Medicine has become a luxury, if you can find it. In Miami, benevolent “drug mules” have organized an unofficial network of couriers to send prescription drugs and medicines to those in need back home.

Crime is so rampant that people in cities like Caracas fear venturing far from home.

Mr. Maduro is incapable of fixing any of this because he is wed to a socialist model of governing that cannot possibly work as long as its virtually sole export — oil — continues to sell at less than half of the price it yielded just two or three years ago. Corruption, cronyism and inept management add to the economic debacle.

Venezuelans know that as long as Mr. Maduro is president, their predicament will only get worse. In the more than three years under his rule, the country has gone from bad to worse to intolerable.

The people of Venezuela, including many who once supported socialist policies, have tried just about everything in the arsenal of protest politics to make the rest of the world — as well as the government — understand that they are fed up, that they demand and deserve a government that actually works.

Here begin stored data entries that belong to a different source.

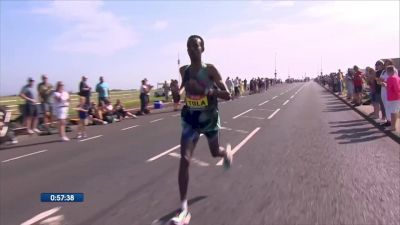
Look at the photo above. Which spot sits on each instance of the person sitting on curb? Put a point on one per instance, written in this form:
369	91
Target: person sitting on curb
121	112
94	115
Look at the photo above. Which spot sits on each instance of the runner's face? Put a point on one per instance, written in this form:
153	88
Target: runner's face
194	48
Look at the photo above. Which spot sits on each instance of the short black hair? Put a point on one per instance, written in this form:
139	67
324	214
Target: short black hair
194	37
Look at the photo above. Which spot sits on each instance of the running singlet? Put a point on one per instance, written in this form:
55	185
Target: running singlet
200	111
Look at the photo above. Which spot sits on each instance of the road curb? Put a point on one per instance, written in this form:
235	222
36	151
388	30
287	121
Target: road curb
390	134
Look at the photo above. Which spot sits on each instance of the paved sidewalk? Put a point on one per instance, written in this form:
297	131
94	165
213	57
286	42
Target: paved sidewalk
365	111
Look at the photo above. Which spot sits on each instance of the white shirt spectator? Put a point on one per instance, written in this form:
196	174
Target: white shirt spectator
61	99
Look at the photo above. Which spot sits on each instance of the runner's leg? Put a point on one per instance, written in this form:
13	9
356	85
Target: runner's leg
189	140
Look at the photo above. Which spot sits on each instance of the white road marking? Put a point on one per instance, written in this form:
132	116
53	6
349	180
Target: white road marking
55	220
263	103
230	129
41	216
266	109
273	114
242	113
4	101
156	120
254	117
130	127
198	162
91	138
23	156
164	153
237	147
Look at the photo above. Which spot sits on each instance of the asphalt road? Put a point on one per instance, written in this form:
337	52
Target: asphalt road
302	157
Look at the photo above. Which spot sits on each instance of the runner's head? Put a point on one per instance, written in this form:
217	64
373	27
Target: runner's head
388	62
195	47
379	65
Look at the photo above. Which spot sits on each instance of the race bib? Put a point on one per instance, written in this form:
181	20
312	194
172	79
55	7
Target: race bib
197	101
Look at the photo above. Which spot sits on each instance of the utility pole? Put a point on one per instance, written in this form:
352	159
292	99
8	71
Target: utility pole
275	67
179	65
321	65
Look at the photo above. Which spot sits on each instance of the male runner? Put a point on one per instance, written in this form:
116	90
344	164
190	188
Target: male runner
203	85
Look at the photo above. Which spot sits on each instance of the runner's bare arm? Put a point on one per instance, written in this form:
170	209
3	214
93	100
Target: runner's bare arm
182	87
216	76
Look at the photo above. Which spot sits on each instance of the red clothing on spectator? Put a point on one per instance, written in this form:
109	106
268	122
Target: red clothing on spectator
393	88
358	79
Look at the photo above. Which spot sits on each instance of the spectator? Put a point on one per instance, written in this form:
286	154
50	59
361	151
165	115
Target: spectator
144	97
236	86
341	81
358	82
103	91
393	95
95	115
85	90
45	91
6	131
349	84
121	112
108	112
167	89
175	94
383	79
30	111
82	110
379	67
61	105
229	84
371	76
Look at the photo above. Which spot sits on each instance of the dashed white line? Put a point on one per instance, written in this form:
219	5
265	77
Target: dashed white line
237	147
254	117
130	127
285	102
91	138
273	114
266	109
196	161
23	156
41	216
164	153
242	113
262	103
153	121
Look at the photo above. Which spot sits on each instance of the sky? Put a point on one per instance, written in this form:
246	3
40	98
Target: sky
126	41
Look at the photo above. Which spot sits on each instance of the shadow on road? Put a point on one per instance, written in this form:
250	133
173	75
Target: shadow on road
166	218
336	108
355	131
6	147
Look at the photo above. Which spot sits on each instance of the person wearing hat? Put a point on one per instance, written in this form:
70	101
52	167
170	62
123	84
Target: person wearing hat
144	97
30	111
45	90
85	90
103	90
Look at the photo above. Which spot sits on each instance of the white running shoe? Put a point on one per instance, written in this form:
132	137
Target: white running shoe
182	218
64	139
37	131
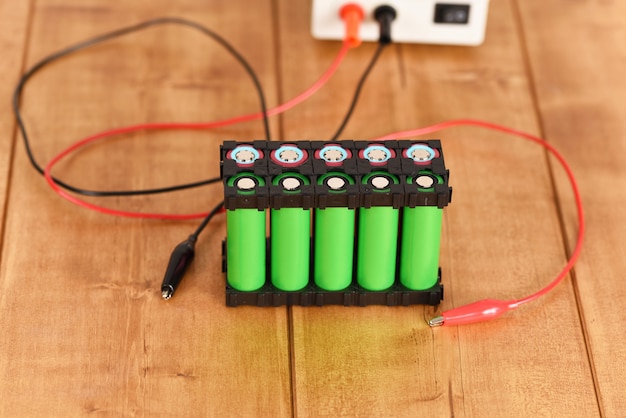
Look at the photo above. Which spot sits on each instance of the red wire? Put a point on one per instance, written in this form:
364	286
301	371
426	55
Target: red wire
179	126
491	308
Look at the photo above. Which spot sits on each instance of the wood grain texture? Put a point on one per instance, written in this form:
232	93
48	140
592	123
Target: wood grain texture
14	23
84	329
578	58
501	239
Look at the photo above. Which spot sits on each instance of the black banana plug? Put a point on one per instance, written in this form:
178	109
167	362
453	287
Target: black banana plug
385	15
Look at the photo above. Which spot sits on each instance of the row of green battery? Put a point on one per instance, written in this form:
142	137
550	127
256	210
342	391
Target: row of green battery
334	243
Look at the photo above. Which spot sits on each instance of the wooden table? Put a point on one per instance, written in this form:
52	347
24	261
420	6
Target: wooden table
83	328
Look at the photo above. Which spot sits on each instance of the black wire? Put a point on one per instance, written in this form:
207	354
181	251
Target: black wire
357	92
208	218
17	95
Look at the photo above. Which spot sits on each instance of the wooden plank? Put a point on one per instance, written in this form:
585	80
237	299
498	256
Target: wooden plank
14	23
84	329
501	239
578	62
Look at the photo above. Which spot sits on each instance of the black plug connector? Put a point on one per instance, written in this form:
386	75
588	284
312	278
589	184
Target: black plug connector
181	258
384	15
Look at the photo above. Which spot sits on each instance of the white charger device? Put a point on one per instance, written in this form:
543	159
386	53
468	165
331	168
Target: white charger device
456	22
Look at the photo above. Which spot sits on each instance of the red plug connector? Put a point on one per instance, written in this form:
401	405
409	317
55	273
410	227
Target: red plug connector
352	14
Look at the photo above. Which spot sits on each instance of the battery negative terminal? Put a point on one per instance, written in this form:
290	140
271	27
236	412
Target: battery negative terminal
246	183
425	181
380	182
291	183
288	156
335	183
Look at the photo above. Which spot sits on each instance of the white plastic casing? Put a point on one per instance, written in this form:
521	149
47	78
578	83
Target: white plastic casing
415	21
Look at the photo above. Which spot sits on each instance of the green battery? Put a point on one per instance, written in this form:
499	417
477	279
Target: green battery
245	239
378	238
334	238
421	238
290	238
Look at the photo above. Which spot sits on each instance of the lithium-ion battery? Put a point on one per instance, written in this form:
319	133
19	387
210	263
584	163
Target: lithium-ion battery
421	237
246	242
290	241
377	237
334	238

They’ve tried public, mostly peaceful demonstrations. They’ve tried voting in a legislative assembly controlled by Mr. Maduro’s opponents. They’ve tried holding a “dialogue” with the unresponsive government. The most desperate have finally capitulated and left the country.

None of this has obliged Mr. Maduro to change course. It’s as if he is determined to take the country over the cliff.

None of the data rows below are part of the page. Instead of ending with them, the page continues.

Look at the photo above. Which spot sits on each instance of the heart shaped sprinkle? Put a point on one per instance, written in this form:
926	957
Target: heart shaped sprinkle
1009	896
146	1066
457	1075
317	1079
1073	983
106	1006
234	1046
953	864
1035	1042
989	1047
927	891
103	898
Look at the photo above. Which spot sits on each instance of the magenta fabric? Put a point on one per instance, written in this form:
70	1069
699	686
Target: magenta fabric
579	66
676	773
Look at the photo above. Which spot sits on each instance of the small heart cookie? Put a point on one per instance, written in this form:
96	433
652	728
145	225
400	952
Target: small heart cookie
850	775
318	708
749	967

In the latest move, the democratic opposition gathered enough signatures on a petition for a recall referendum to trigger a process leading to a vote for a new government. This is the constitutionally prescribed way of changing the government.

Mr. Maduro’s electoral council responded this week by imposing a timetable for the next step in the process — gathering even more signatures, amounting to 20 percent of the country’s voters — that ensures that the actual vote (if it is allowed to take place) would not come about until next year.

Timing matters, The needless delay means that if Mr. Maduro loses the referendum, he would be succeeded by his vice president to serve the rest of his term through 2019. A vote this year, however, because it comes earlier in the incumbent’s term, could result in a new presidential election that the opposition would probably win.

By dragging its feet, the government has foreclosed the democratic option to peaceful change. That is on Mr. Maduro and his cronies. When the collapse comes, as it surely will eventually, the president and his cronies will have no one but themselves to blame.

Wednesday, August 10, 2016

The Venezuelan Exodus Begins...

from the PanAm Post
The Curacao Coast Guard detained 20 Venezuelans who were trying to reach the island by raft this Saturday, August 6.

According to local media, the boat was detected by radar six miles from the island, making authorities suspicious.

Authorities intercepted the boat, finding one Colombian citizen and 20 Venezuelans, all of whom were arrested.

They reportedly wanted to reach land with the intention of fleeing the economic, political and social crisis currently facing Venezuela. The country has the highest inflation in the world, and the lowest wages in the region.

This is not the first time Venezuelans have tried to illegally leave the country through illegal means. On March 29, a corpse was found on Baby Beach in San Nicolas. Later, a Venezuelan who tried to illegally enter Aruba aboard a raft was found by authorities.

On June 29, 2015, three Venezuelan students illegally entered Trinidad and Tobago using the same method.

On May 9, the government of Curacao said it was preparing to receive possible Venezuelan refugees; it also announced that if Venezuelans came in mass migration that it would not have the capacity to help them all.